Chapter 28, Problem 28P

(a)

To determine

The expression for the energy level of the sole remaining electron.

Answer to Problem 28P

The expression for the energy level of the sole remaining electron is $E_n=-\frac{\left(122\text{eV}\right)}{n^2}$.

Explanation of Solution

Formula to calculate the energy level is,

  $E_n=-\frac{Z^2\left(13.6\text{eV}\right)}{n^2}$

• $E_n$ is the nth energy level,
• $n$ is nth level
• $Z$ is the atomic number

Substitute $3$ for $Z$ to find $E_n$.

  $\begin{array}{c}{E}_n=-\frac{{\left(3\right)}^2\left(13.6\text{eV}\right)}{n^2}\\ =-\frac{\left(122\text{eV}\right)}{n^2}\end{array}$

Thus, expression for the energy level is $-\frac{\left(122\text{eV}\right)}{n^2}$.

Conclusion:

Therefore, the expression for the energy level is $-\frac{\left(122\text{eV}\right)}{n^2}$.

(b)

To determine

The energy for the level $n=4$.

Answer to Problem 28P

The energy for the level $n=4$ is $-7.63\text{eV}$.

Explanation of Solution

Formula to calculate the energy level is,

  $E_n=-\frac{\left(122\text{eV}\right)}{n^2}$

• $E_n$ is the nth energy level,
• $n$ is nth level

Substitute $4$ for $n$ to find $E_n$.

  $\begin{array}{c}{E}_4=-\frac{\left(122\text{eV}\right)}{{\left(4\right)}^2}\\ =-7.63\text{eV}\end{array}$

Thus, the energy for the level $n=4$ is $-7.63\text{eV}$.

Conclusion:

Therefore, the energy for the level $n=4$ is $-7.63\text{eV}$.

(c)

To determine

The energy for the level $n=2$.

Answer to Problem 28P

The energy for the level $n=2$ is $-30.5\text{eV}$.

Explanation of Solution

Formula to calculate the energy level is,

  $E_n=-\frac{\left(122\text{eV}\right)}{n^2}$

• $E_n$ is the nth energy level,
• $n$ is nth level

Substitute $2$ for $n$ to find $E_n$.

  $\begin{array}{c}{E}_2=-\frac{\left(122\text{eV}\right)}{{\left(2\right)}^2}\\ =-30.5\text{eV}\end{array}$

Thus, the energy for the level $n=2$ is $-30.5\text{eV}$.

Conclusion:

Therefore, the energy for the level $n=2$ is $-30.5\text{eV}$.

(d)

To determine

The energy of the photon for the transition from fourth level to second level.

Answer to Problem 28P

the energy of the photon for the transition from fourth level to second level is $22.9\text{eV}$ or $3.66\times {10}^{-18}\text{J}$.

Explanation of Solution

Formula to calculate the energy difference is,

  $E_{photon}=\left(E_4-E_2\right)$

• $E_2\text{and}{E}_4$ are the second and fourth level energy,
• $E_n$ is nth level energy

From unit conversion,

    $1\text{eV}=\text{1}\text{.6}\times {\text{10}}^{-19}\text{J}$

Substitute $\left(-7.63\text{eV}\right)$ for $E_4$, $\left(-30.5\text{eV}\right)$ for $E_2$ to find $E_{photon}$.

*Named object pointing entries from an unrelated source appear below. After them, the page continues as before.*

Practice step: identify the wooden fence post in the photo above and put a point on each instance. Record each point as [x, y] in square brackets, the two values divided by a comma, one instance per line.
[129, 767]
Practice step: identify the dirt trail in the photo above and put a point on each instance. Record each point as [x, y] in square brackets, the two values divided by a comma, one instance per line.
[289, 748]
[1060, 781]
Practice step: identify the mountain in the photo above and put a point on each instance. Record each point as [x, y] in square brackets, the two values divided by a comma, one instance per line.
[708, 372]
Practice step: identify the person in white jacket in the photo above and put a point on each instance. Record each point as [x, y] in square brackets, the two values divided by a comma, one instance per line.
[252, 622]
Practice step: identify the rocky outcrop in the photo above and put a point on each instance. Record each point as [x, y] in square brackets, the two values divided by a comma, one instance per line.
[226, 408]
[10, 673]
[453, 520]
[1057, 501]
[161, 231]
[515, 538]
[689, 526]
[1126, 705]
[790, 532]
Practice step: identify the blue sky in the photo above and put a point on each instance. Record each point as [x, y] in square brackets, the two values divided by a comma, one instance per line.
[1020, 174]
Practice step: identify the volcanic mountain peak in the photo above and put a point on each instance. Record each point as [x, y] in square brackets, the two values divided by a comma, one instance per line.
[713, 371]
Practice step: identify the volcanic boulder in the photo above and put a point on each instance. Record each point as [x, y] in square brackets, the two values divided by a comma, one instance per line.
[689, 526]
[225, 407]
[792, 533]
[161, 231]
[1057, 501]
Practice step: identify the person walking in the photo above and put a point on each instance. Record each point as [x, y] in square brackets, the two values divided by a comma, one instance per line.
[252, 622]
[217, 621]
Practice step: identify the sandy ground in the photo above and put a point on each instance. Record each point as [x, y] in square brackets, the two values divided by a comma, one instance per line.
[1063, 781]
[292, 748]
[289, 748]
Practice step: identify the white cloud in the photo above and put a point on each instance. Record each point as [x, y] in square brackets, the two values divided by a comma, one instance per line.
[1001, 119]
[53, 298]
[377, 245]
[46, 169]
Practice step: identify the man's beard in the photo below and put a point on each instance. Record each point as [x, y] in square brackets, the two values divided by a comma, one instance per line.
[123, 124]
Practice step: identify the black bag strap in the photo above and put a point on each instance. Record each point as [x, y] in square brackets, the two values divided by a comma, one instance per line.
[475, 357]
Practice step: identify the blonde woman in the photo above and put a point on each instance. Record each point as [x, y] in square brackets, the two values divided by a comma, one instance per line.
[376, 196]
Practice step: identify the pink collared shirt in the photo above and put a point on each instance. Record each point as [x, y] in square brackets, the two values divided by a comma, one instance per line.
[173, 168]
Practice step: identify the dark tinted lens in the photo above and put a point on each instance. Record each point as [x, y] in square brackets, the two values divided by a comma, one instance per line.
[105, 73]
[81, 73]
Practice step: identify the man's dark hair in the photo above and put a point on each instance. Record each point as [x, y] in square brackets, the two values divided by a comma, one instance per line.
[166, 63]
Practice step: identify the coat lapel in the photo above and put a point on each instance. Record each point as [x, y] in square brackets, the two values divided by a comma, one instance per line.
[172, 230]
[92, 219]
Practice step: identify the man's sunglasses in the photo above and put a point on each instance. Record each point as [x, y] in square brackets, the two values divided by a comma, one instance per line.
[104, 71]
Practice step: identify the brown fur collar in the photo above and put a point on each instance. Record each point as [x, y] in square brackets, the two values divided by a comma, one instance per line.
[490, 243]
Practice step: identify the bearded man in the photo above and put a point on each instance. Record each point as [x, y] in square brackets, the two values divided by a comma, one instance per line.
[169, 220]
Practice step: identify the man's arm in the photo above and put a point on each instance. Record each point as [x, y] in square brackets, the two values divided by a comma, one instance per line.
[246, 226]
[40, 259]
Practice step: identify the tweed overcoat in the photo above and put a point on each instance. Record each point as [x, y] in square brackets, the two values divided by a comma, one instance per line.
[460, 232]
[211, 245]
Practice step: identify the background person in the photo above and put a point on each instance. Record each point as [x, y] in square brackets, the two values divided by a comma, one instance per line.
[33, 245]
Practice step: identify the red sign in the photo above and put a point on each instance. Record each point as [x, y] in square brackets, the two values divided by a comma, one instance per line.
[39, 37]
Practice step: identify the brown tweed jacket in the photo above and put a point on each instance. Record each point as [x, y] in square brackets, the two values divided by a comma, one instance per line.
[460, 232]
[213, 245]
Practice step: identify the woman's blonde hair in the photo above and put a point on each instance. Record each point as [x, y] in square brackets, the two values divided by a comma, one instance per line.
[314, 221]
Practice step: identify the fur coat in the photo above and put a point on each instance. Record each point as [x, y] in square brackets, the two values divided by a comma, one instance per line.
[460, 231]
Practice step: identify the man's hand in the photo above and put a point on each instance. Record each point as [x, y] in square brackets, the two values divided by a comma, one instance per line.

  $\begin{array}{c}{E}_{photon}=\left[\left(-7.63\text{eV}\right)-\left(-30.5\text{eV}\right)\right]\\ =22.9\text{eV}\\ =22.9\text{eV}\times \frac{1.6\times {10}^{-19}\text{J}}{1\text{eV}}\\ =3.66\times {10}^{-18}\text{J}\end{array}$

Thus, the energy of the photon for the transition from fourth level to second level is $22.9\text{eV}$ or

$3.66\times {10}^{-18}\text{J}$.

Conclusion:

Therefore, the energy of the photon for the transition from fourth level to second level is $22.9\text{eV}$ or $3.66\times {10}^{-18}\text{J}$.

(e)

To determine

The frequency and wavelength of the emitted photon.

Answer to Problem 28P

The frequency and wavelength of the emitted photon is $5.52\times {10}^{15}\text{Hz}$ and $5.43\times {10}^{-8}\text{m}$ respectively.

Explanation of Solution

Formula to calculate the frequency of the photon is,

  $f=\frac{E_{photon}}{h}$

• $E_{photon}$ is the photon energy
• $h$ is Planck’s constant

Substitute $3.66\times {10}^{-18}\text{J}$ for $E_{photon}$, $6.63\times {10}^{-34}\text{J-s}$ for $h$ to find $f$.

  $\begin{array}{c}f=\frac{\left(3.66\times {10}^{-18}\text{J}\right)}{\left(6.63\times {10}^{-34}\text{J-s}\right)}\\ =5.52\times {10}^{15}\text{Hz}\end{array}$

Formula to calculate the wavelength of the photon is,

  $\lambda =\frac{c}{f}$

• $c$ is the speed of light
• $f$ is the frequency

Substitute $3\times {10}^8\text{m/s}$ for $c$, $5.52\times {10}^{15}\text{Hz}$ for $f$ to find $\lambda$.

  $\begin{array}{c}\lambda =\frac{3\times {10}^8\text{m/s}}{5.52\times {10}^{15}\text{Hz}}\\ =5.43\times {10}^{-8}\text{m}\end{array}$

Thus, the frequency and wavelength of the emitted photon is $5.52\times {10}^{15}\text{Hz}$ and $5.43\times {10}^{-8}\text{m}$ respectively.

Conclusion:

Therefore, the frequency and wavelength of the emitted photon is $5.52\times {10}^{15}\text{Hz}$ and $5.43\times {10}^{-8}\text{m}$ respectively.

(f)

To determine

The wavelength belongs to in which spectrum.

Answer to Problem 28P

The wavelength belongs to in which spectrum is deep ultraviolet region.

Explanation of Solution

The wavelength of the photon for the transition is $5.43\times {10}^{-8}\text{m}$. So, this wavelength belongs to deep ultraviolet region.

Thus, this wavelength belongs to deep ultraviolet region.

Conclusion:

Therefore, the wavelength belongs to deep ultraviolet region